Publicado em 1 de maio de 2017 às, 19h27.

Última atualização em 22 de junho de 2017 às, 18h25.

Nos últimos dias, os empresários Eike Batista e João Carlos Bumlai, e o ex-tesoureiro do Partido Progressista, João Cláudio Genu, saíram da cadeia a mando do Supremo Tribunal Federal (STF). Noticiou-se que Eike negociava delação premiada na qual implicaria políticos graúdos como o ex-governador do Rio de Janeiro, Sérgio Cabral (PMDB), e o ex-presidente Lula (PT). Cabral e Lula, pelo que se sabe até agora, não precisam do depoimento e das provas de Eike para passarem longa temporada presos. As três decisões foram consideradas um baque para a avançadíssima Operação Lava-Jato.

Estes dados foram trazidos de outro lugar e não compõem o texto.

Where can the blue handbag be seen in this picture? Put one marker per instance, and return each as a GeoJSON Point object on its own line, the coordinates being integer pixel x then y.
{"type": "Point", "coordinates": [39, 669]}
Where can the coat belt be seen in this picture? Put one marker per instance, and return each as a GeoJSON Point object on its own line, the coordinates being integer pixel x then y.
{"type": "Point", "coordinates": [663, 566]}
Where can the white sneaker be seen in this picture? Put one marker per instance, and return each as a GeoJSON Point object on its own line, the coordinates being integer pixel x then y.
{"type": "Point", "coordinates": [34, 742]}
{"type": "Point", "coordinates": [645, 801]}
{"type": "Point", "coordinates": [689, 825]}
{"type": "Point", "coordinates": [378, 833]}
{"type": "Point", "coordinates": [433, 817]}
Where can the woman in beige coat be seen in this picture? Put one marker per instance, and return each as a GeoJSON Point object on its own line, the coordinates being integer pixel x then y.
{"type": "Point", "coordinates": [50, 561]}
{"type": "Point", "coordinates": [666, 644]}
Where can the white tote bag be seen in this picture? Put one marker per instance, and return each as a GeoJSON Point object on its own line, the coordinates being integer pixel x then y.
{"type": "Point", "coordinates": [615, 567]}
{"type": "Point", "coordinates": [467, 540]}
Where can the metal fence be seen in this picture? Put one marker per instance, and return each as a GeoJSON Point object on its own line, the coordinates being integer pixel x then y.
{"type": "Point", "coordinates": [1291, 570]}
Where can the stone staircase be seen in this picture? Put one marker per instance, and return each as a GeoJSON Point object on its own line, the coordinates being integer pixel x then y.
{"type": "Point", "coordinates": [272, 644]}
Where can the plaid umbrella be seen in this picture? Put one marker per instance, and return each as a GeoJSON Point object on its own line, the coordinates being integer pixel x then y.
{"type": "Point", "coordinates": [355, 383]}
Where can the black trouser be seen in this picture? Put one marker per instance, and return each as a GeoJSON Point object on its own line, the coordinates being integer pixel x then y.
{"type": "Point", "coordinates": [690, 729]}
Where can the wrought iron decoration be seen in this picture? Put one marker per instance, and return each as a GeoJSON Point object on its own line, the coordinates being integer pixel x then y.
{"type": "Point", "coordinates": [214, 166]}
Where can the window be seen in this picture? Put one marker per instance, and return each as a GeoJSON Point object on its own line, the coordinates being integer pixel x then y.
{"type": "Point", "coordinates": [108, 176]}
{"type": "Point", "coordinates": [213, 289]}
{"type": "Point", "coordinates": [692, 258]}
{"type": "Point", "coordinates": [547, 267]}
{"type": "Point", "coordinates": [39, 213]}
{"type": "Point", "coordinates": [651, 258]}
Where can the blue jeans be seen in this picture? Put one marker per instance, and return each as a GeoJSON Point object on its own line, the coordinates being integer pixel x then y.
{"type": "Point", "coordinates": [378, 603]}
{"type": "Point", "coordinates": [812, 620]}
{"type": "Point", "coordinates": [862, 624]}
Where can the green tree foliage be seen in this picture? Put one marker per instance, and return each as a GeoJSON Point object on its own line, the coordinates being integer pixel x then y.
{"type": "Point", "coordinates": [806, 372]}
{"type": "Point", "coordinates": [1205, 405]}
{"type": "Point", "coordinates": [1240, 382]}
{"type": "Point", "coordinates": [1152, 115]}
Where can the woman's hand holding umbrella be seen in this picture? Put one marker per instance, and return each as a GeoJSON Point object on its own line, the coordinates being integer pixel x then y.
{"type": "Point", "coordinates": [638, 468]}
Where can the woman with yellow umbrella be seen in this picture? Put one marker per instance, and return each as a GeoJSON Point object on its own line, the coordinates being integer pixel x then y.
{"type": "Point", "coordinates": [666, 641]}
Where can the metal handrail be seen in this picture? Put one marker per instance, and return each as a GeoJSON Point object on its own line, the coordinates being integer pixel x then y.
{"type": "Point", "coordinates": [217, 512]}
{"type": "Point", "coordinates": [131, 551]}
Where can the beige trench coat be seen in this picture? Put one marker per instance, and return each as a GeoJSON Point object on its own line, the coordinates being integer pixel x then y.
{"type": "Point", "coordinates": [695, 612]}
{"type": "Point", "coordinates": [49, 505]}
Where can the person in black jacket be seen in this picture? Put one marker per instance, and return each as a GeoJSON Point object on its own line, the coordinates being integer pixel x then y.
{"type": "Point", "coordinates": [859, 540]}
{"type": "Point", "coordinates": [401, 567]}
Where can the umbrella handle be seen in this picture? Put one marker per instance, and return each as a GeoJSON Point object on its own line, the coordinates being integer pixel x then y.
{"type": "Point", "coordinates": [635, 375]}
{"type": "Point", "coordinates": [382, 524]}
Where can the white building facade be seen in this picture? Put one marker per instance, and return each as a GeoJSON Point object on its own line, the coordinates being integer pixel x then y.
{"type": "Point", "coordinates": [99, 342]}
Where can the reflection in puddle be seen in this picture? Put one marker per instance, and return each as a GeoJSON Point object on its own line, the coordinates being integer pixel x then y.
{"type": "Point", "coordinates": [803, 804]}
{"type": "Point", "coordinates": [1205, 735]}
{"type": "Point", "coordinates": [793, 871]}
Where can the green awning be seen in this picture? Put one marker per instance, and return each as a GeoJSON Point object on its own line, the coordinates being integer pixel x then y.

A operação, comandada no Judiciário de primeira instância por Sergio Moro, depende de dois tipos de prisão para funcionar: a prisão preventiva e a prisão após decisão em segunda instância. No entendimento de parte dos juízes do STF, como Gilmar Mendes, Moro foi longe demais e pode ter abusado dos pedidos de prisão preventiva. O dilema que se coloca é: a operação está sendo realizada às custas do princípio de presunção de inocência garantido pela Constituição Federal de 1988? Argumento que não, mas isso não implica que o STF não tenha agido de modo correto.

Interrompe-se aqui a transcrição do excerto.